Chez Abou Sajjad, propriétaire d’une boulangerie dans le centre historique de Bagdad depuis 2005, on sort une fournée toutes les 45 secondes.
Sajjad, son fils, dit vendre 10 000 samouns « un jour normal. Mais le vendredi (jour de repos hebdomadaire en Irak, ndlr) on peut monter jusqu’à 12.000 ». Normal, en Irak le samoun est partout et sur toutes les tables. Tous les villages, même les plus reculés, comptent au moins un fournil.
Et le samoun est diablement simple à préparer.
Sajjad mélange un sac de 50 kg de farine à de la levure et de l’eau, puis il laisse la machine à pétrir masser la pâte pendant 10 minutes.
Quelques minutes de repos et en un tournemain le mitron transforme une boule de 90 à 100 grammes en un losange prêt à être cuit dans le four à briques. En ressort un pain croustillant à l’extérieur, fumant à l’intérieur.

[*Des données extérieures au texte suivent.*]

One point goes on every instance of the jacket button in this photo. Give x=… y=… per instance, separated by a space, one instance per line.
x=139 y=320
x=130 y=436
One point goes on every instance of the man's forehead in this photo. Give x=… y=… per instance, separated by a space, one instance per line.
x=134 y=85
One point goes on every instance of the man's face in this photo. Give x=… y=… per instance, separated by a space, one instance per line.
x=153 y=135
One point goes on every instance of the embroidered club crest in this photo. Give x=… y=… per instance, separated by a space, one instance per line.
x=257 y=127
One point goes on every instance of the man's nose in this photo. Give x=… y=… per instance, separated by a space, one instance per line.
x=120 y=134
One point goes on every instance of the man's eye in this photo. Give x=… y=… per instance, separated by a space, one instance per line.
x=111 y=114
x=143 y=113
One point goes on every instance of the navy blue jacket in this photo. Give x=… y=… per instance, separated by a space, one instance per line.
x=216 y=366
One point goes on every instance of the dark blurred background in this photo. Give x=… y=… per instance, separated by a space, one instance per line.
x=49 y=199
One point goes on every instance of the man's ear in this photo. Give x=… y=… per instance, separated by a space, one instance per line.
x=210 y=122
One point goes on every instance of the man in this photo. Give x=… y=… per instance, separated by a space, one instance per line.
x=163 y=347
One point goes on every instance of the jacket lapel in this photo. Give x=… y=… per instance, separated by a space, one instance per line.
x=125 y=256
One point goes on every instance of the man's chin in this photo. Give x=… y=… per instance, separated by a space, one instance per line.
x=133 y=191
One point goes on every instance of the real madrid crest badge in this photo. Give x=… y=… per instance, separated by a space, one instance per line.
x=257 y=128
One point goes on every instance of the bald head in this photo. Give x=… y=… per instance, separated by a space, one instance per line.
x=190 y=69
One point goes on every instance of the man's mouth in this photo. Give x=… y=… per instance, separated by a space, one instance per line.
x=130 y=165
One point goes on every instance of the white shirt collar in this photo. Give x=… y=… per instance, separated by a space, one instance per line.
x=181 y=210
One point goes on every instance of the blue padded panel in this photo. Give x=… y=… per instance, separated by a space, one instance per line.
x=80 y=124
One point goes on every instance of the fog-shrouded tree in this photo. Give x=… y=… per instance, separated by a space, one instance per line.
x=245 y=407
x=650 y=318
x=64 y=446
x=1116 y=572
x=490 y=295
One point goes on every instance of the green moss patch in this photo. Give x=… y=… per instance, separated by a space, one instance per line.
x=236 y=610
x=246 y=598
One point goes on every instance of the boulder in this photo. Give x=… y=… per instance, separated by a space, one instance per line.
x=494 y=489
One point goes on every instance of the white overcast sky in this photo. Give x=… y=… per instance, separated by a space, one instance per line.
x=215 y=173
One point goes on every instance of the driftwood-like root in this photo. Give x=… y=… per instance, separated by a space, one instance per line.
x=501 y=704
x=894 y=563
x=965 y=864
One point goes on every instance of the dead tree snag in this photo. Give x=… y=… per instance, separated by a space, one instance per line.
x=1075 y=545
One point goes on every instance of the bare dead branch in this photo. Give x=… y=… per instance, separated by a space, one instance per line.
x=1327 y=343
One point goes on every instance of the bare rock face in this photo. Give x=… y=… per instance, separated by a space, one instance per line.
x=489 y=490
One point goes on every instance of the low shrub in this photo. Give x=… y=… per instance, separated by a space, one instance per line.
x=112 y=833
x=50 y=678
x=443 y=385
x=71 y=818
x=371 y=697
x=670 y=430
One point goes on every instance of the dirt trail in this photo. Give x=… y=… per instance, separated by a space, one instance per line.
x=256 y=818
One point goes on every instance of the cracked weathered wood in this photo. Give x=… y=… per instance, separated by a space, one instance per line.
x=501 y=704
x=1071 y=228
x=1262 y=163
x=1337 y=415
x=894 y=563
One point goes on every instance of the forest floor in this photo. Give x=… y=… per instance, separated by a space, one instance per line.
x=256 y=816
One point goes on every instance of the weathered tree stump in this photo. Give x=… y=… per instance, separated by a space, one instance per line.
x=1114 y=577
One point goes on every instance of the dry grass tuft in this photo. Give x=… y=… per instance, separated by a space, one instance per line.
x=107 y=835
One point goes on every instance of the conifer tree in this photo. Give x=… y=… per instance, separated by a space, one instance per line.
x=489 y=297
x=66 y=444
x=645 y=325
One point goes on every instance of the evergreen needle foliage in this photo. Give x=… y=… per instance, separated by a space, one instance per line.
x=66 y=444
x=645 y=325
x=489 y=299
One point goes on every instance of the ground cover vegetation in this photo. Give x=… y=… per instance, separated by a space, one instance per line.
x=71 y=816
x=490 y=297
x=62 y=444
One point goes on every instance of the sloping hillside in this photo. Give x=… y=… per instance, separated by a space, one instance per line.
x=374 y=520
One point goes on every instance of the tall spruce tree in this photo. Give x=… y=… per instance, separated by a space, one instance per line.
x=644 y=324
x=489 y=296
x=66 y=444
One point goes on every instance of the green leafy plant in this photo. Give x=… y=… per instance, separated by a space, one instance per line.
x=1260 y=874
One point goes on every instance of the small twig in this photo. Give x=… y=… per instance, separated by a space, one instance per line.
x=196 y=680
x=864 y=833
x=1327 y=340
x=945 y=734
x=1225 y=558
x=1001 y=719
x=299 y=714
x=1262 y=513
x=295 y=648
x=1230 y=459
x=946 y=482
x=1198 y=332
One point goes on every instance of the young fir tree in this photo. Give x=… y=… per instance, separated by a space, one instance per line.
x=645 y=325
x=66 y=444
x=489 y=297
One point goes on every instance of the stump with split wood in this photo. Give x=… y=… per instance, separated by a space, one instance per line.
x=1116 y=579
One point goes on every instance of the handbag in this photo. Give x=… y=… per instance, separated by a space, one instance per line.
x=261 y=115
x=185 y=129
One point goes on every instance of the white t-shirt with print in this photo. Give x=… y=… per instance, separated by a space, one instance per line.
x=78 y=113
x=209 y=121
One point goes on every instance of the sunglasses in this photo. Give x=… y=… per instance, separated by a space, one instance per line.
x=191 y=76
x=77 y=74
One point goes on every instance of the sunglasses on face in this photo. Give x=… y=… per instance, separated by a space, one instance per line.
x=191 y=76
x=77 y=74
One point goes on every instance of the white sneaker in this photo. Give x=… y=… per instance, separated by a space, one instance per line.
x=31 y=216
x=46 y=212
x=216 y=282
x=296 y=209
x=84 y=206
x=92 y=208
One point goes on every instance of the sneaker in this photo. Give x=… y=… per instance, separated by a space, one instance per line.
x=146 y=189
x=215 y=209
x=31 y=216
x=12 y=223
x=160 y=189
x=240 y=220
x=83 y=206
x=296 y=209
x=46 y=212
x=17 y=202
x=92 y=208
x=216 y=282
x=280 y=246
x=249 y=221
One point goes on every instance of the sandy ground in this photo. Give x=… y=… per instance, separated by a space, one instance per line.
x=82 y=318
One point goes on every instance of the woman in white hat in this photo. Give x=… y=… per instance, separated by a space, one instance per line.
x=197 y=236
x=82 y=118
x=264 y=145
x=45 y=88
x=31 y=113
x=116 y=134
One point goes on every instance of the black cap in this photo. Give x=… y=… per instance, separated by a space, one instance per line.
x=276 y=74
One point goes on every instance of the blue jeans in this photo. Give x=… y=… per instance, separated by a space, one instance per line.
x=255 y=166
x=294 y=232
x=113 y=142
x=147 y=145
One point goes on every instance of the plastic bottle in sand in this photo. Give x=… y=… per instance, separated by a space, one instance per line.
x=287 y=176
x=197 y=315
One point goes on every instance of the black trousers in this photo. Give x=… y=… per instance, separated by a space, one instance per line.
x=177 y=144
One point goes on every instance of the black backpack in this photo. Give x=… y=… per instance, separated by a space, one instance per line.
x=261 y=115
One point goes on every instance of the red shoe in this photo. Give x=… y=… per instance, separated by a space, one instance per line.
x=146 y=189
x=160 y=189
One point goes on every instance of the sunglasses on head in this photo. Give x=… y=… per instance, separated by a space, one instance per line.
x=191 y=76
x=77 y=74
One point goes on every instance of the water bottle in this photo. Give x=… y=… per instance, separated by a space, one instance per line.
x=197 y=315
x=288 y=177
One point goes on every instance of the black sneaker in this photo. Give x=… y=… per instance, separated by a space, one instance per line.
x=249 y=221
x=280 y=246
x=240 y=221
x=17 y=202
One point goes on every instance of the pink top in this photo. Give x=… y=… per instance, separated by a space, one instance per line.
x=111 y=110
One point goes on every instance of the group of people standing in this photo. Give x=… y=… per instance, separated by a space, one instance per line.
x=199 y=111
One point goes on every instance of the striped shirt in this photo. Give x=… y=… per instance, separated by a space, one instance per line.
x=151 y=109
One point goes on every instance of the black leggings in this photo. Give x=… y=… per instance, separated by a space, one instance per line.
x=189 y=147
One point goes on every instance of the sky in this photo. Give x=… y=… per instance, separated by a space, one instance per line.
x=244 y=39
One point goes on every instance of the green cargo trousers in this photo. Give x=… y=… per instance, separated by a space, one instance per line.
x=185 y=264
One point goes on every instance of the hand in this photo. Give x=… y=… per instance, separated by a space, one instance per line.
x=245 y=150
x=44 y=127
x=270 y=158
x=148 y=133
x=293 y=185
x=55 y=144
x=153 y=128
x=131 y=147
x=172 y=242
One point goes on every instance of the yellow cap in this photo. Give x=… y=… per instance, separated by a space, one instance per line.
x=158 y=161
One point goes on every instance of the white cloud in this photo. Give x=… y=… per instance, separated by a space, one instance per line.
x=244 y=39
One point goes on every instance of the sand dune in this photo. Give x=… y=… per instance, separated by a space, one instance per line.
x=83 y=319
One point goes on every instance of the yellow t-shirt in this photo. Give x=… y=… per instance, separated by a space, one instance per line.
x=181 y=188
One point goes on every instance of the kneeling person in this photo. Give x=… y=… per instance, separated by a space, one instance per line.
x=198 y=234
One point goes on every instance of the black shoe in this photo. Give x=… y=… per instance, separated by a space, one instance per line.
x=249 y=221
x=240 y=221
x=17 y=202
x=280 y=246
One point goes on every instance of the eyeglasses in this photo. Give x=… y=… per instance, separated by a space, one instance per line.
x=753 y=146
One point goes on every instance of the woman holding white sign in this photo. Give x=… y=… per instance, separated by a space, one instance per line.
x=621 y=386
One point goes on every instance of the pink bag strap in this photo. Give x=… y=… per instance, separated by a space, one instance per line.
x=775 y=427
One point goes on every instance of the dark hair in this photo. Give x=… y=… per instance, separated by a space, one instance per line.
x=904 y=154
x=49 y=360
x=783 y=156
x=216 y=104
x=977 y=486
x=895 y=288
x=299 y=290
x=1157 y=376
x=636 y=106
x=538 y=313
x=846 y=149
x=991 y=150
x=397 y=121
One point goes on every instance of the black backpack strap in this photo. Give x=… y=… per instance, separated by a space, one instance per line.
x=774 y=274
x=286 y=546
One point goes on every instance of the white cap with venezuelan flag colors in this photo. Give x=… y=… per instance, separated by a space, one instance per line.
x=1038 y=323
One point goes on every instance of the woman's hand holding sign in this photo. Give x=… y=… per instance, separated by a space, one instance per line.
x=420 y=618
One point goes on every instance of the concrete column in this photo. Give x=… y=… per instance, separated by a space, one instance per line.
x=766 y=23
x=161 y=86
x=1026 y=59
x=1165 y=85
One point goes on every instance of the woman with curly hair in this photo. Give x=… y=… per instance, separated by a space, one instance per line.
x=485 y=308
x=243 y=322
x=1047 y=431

Dans la boulangerie, c’est en permanence l’effervescence. La rue Al-Rachid, où les maisons du XIXe siècle s’affaissent dangereusement faute de réparations, est parsemée de restaurants qui sont aussi les principaux clients d’Abou Sajjad.
« On l’aime chaud »
Le samoun peut accompagner un plat de riz et de poulet en sauce, un « qouzi » (de la viande de mouton avec du riz) ou un « pacha » (une tête de mouton bouillie). Les Irakiens aiment aussi l’ouvrir en deux et y glisser leurs falafels agrémentés de légumes à manger sur le pouce.
Le samoun est aussi à la portée de toutes les bourses. « Je vends 8 samouns pour 1 000 dinars », soit à peine un euro, explique Abou Sajjad. Récemment, le prix de la farine importée de Turquie a augmenté, « mais je n’ai pas répercuté la hausse. A la place, j’ai baissé le poids de chaque samoun de 120 à 100 grammes ».
Mais d’où vient cette forme si caractéristique ? Sajjad se perd un peu : « le pain égyptien a une forme différente et vous les Français, vous avez la baguette ».
Dans son livre de recettes et d’histoire de la cuisine irakienne Delights from the Garden of Eden (Les délices du Jardin d’Eden, non traduit), l’autrice Nawal Nasrallah explique que le nom « samoun » vient du mot turc « ‘somoun’ dont l’origine est le mot grec ‘psomos’, un terme générique pour désigner le pain ».
La forme de losange aurait « été adoptée par les boulangers irakiens au début du XXe siècle », selon elle.
Entretemps, la pause de midi arrive à grands pas chez Abou Sajjad et Karim, un habitué de la boulangerie, vient se ravitailler en samouns. « Nous les Irakiens, on adore le samoun. On est né avec, on y est habitué et on l’aime chaud », dit-il laconiquement en grignotant un quignon brûlant.
Et il a raison : le samoun est meilleur à sa sortie du four. Au bout de quelques heures seulement, le pain s’assèche, se raidit et perd tout son croustillant.